All weekend long, I kept feeling this tug all weekend and I wondered what God was trying to say....
This morning I got up and went to church. It is always an amazing experience at my church. I am truly lucky to go to a church where the leaders are not afraid to hear and obey God completely. As I am listening to the guest speaker, he starts to tell as story about an old man. This man was about to die, but before he did, he went to see mount everest. The man almost cancelled the tour because of foggy weather but the tour guide said, "If you just come with me, I promise, it's bigger than you imagined." So the man agreed and followed the guide. He could barely see his own feel, due to the fog. After a 2 hour travel, they finally reached the mountain. the man squinted and saw some mountains in the distance. He saw one that was slightly bigger than the rest and said, "I think I see it!!!" with excitement. The guide chuckled and turned the mans head upward and to the old man's amazement...It was HUGE! Bigger than he could ever imagined.

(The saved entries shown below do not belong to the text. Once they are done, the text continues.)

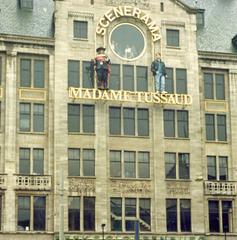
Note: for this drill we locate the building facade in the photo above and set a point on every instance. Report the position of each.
(78, 162)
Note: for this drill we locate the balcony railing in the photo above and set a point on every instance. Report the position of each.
(33, 182)
(220, 188)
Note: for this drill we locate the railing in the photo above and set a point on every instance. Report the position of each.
(33, 182)
(220, 188)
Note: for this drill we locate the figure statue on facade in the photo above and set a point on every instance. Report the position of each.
(102, 68)
(159, 73)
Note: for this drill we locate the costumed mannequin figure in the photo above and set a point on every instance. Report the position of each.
(102, 68)
(159, 73)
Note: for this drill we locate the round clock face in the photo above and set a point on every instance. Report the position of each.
(127, 41)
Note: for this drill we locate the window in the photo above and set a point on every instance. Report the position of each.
(214, 85)
(80, 29)
(81, 165)
(31, 161)
(176, 123)
(135, 122)
(32, 73)
(182, 224)
(31, 117)
(177, 169)
(81, 118)
(81, 213)
(31, 213)
(133, 209)
(217, 168)
(220, 215)
(172, 37)
(176, 81)
(129, 164)
(216, 127)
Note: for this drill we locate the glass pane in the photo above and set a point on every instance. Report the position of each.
(115, 164)
(88, 112)
(73, 162)
(23, 221)
(143, 122)
(39, 73)
(128, 77)
(115, 120)
(24, 165)
(38, 118)
(73, 73)
(25, 72)
(181, 81)
(169, 123)
(39, 213)
(171, 215)
(74, 213)
(38, 161)
(170, 165)
(129, 121)
(89, 214)
(142, 80)
(73, 118)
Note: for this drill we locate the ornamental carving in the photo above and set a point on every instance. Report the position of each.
(138, 3)
(82, 186)
(138, 187)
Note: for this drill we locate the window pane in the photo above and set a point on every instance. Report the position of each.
(185, 215)
(73, 73)
(88, 162)
(211, 168)
(129, 165)
(181, 81)
(38, 161)
(208, 86)
(171, 215)
(116, 214)
(86, 75)
(115, 120)
(142, 80)
(39, 73)
(182, 118)
(172, 37)
(38, 118)
(143, 165)
(129, 121)
(169, 123)
(220, 86)
(23, 221)
(74, 213)
(88, 112)
(89, 214)
(214, 216)
(25, 72)
(115, 164)
(80, 29)
(221, 127)
(114, 81)
(73, 118)
(169, 81)
(210, 127)
(24, 165)
(128, 77)
(25, 113)
(143, 122)
(73, 162)
(223, 168)
(170, 165)
(184, 166)
(39, 213)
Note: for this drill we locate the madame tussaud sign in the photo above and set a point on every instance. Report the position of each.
(128, 11)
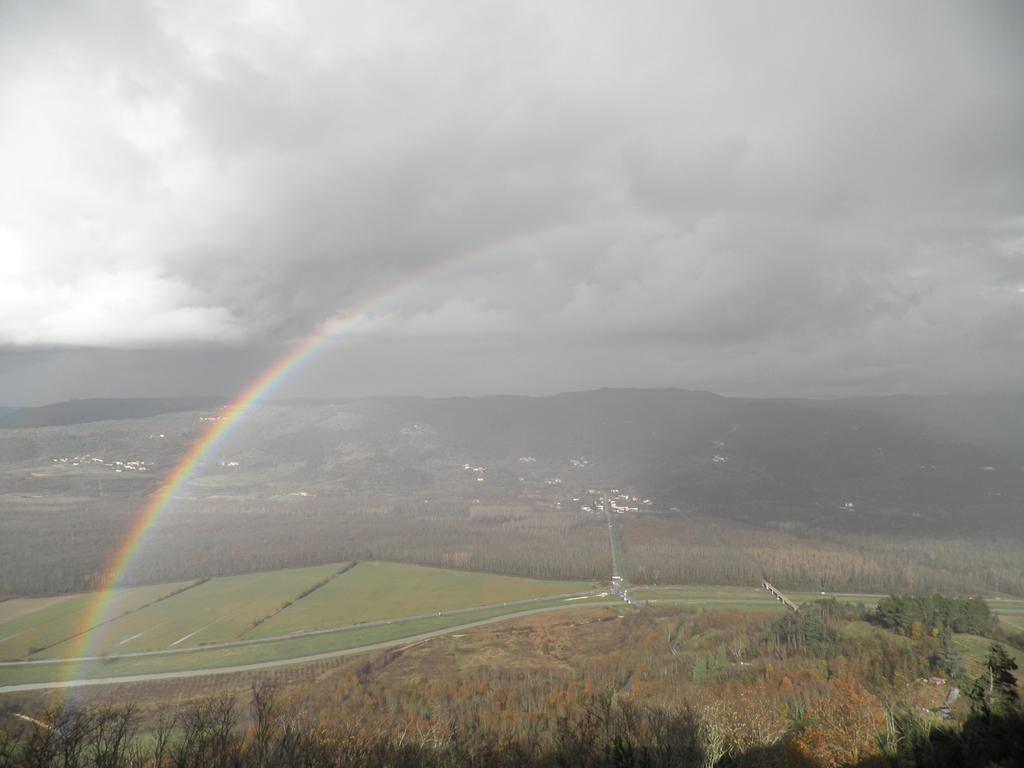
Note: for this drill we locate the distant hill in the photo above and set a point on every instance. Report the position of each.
(83, 412)
(951, 464)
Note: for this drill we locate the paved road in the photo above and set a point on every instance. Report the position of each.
(294, 635)
(298, 659)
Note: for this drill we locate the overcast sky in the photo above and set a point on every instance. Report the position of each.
(808, 199)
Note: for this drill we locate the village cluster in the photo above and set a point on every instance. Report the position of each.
(132, 465)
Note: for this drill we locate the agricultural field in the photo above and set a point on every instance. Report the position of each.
(376, 591)
(171, 620)
(214, 611)
(55, 621)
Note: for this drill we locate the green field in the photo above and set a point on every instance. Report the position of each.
(216, 611)
(273, 650)
(225, 609)
(180, 627)
(375, 591)
(57, 621)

You see, this has been a very primitive time in my life. I cannot even explain it. I know God has an amazing plan for me, but I know it will take enormous sacrifice on my part. I may not always live a comfortably as I am used to. In fact I know I won't. I am taking steps to get to where I want to be, but it has been hard...and I know it will only get harder for a while. When I tell the people who are close to me about what I think God is calling me to do or what and where I think my next steps are going to be, I haven't gotten the reaction I thought I would. For some reason I thought everyone would just jump on board and say, "You can do it Becca!! That sounds awesome!" Instead I have gotten this reaction, "Why don't you just get your teaching degree, that way you can have a nice steady job." or "Good luck with that!" (in a sarcastic tone.) But it seems that when I tell people who haven't known me forever, or people that don't even know me at all what I think God's plan is for me, I get an enthusiastic, "Cool! That is so awesome! You'll be great at that!" So in the back of my mind I have been struggling with wondering if I really heard God's voice in this. But today at church I heard God saying to me, "If you just come with me, I promise, it's bigger than you imagine." (I was probably the only one in my whole congregations, 20,000 people, who more than teared up in this story.)
I don't know exactly what God has planned, or the exact road that will take me there, but I do know, If I just come with Him, it's bigger than I could ever imagine.